By Thomas Kidd
When Thomas Jefferson won the presidency in 1800, Baptists represented one of his most reliable constituencies. Jefferson’s Baptist supporters knew that the president did not share their evangelical faith, yet they saw him as a great friend of religious liberty. After Jefferson was inaugurated, the Danbury Baptist Association of Connecticut wrote him and said they had “reason to believe that America’s God has raised you up to fill the chair of state out of that good will which he bears to the millions which you preside over.”
The Baptist alliance with Thomas Jefferson helps illuminate recent controversies over Pastor Robert Jeffress’s negative comments about Mitt Romney’s Mormonism. It reminds us that there was a time when conservative Baptists were willing to support a presidential candidate whose personal beliefs starkly differed from their own.
As of 1800, Jefferson was still fairly quiet about his religious skepticism. (After he retired from politics, it became clear that he did not believe in the divinity of Christ, the Trinity or the miracles in the Bible, including Jesus’ resurrection.) But Jefferson had already said enough to convince some Federalist opponents that he did not believe in traditional Christianity.
So why would the Baptists of 1800 support a man whom opponents called a “howling atheist,” while some Baptists today refuse to support Romney because of his Mormonism?
The difference is that Baptists in 1800 understood that politics often requires making alliances with people outside the evangelical fold, in the interests of shared public priorities.
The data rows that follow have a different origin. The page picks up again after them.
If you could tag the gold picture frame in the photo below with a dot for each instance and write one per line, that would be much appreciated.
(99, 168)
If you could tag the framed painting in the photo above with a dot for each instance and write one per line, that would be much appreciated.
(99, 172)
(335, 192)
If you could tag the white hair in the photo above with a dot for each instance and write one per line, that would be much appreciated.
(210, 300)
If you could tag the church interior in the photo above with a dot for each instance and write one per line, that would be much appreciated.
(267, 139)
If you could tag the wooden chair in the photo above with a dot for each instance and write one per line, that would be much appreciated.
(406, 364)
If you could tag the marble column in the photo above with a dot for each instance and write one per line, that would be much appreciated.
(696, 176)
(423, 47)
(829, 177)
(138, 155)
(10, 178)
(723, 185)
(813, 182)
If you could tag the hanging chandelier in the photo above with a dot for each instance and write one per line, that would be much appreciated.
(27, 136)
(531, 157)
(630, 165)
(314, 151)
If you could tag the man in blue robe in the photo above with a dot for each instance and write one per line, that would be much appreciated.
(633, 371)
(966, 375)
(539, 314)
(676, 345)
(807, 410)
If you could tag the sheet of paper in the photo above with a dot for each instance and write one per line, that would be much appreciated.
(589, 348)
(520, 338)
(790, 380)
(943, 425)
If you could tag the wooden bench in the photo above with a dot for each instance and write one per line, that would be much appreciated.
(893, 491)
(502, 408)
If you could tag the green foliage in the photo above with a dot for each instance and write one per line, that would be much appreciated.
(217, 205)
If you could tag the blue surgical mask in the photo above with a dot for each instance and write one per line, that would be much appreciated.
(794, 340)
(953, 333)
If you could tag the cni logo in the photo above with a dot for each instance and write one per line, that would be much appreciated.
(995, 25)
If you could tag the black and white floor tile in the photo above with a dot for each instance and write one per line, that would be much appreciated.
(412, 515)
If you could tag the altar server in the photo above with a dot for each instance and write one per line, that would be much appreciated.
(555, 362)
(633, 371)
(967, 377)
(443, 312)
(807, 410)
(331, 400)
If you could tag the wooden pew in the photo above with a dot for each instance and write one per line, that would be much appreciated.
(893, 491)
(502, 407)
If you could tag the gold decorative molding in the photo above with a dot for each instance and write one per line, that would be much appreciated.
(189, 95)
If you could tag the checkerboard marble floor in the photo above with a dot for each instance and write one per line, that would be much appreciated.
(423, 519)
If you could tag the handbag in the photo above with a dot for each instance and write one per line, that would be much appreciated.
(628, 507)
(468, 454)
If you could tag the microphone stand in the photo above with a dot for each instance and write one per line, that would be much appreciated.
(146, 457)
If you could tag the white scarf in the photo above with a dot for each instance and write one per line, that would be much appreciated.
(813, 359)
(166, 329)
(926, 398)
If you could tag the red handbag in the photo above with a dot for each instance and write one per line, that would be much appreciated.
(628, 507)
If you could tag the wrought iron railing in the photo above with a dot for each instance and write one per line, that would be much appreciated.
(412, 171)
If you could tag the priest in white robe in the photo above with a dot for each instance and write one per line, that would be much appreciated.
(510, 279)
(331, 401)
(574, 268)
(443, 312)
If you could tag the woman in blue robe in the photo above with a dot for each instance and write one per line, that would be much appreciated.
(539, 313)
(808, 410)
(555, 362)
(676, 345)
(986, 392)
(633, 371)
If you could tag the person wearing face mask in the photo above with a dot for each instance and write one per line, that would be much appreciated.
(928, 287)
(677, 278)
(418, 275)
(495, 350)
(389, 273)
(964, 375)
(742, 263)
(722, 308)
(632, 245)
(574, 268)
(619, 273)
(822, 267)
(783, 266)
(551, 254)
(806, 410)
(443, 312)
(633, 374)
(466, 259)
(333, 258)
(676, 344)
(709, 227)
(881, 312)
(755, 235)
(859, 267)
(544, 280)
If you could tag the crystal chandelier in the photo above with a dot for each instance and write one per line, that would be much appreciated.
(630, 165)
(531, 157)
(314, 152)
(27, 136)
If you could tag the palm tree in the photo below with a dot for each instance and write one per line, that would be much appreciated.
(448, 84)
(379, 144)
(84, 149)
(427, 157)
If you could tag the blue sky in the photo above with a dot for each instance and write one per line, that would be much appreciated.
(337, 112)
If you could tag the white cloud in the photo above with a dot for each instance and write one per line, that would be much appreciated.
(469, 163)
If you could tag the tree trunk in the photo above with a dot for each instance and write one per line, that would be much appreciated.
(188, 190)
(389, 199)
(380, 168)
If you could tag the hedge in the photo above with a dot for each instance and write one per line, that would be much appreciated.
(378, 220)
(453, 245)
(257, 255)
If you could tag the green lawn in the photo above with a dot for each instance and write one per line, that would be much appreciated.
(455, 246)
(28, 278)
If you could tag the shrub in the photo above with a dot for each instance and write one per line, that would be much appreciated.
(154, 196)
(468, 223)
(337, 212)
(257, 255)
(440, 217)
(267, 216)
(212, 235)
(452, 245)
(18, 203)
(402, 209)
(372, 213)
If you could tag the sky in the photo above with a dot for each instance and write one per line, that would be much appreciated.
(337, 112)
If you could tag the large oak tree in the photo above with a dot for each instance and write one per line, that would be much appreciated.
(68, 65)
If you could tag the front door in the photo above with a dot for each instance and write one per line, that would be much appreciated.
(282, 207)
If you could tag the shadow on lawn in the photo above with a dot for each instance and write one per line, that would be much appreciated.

For the Baptist supporters of Jefferson, the top priority was religious liberty.
When Jefferson was elected president, it had not been long since Baptists preachers had languished in Virginia’s jails for illegal preaching. Jefferson and James Madison, with the support of thousands of Baptists, had pushed through Virginia’s Bill for Establishing Religious Freedom in 1786, a critical precedent for the First Amendment’s guarantee of the “free exercise of religion” and ban on a national established church in 1791. But Baptists still felt that religious liberty was at risk, especially in New England, where states maintained preferred denominations well into the nineteenth century.
This concern prompted the Danbury Baptists to write Jefferson in 1801, expressing their delight at his election, and asking for assistance to help disestablish Connecticut’s official denomination (the Congregationalist Church). The association’s letter led Jefferson to write his famous reply in which he said that the First Amendment built a “wall of separation” between church and state. Neither Jefferson nor the Baptists, however, understood that this wall required rigid public secularism. Indeed, one of Jefferson’s most avid Baptist supporters, Elder John Leland, preached before the president and a joint session of Congress just two days after Jefferson sent the “wall of separation” letter.
Did the Baptists not care about Jefferson’s apparent lack of personal faith in Christ? Of course they did. If he had been given the opportunity, we can be sure that Leland would have implored Jefferson to give up his skepticism and put his trust in Christ. But he knew that differing faiths did not preclude political alliances.
This was a lesson that many evangelicals learned afresh in the 1970s and 1980s, when Catholics spearheaded the pro-life movement in reaction to the 1973 Roe v. Wade decision legalizing abortion. Most evangelicals and Catholics have sharp theological differences over the nature of the church and the way of salvation, yet their agreement on moral issues such as abortion made political cooperation a must.
Mormons also became a part of that faith-based alliance, and their questionable doctrines never became an acute political problem until Mitt Romney emerged as a leading candidate for the Republican nomination. (The Mormon issue never seemed as troublesome, by contrast, to the legions of evangelicals who became devoted followers of Glenn Beck in recent years.)
The theological differences between evangelicals and Mormons on issues such as the human potential for divinity, and the history of the church, are deep. Evangelicals should be aware of these differences, and should be willing to speak to Mormon friends about them. But as my fellow Patheos columnist Douglas Baker has argued, evangelicals need to think about politics primarily as an exercise in building alliances for the public good, not as a test of personal doctrine.
Evangelicals may well conclude that Mitt Romney is not the most attractive primary candidate because of his relatively suspect record on issues such as the right to life. But refusing to support a candidate simply because of theology is a wrong-headed approach to politics, and an approach that Baptists in early America would not have recognized.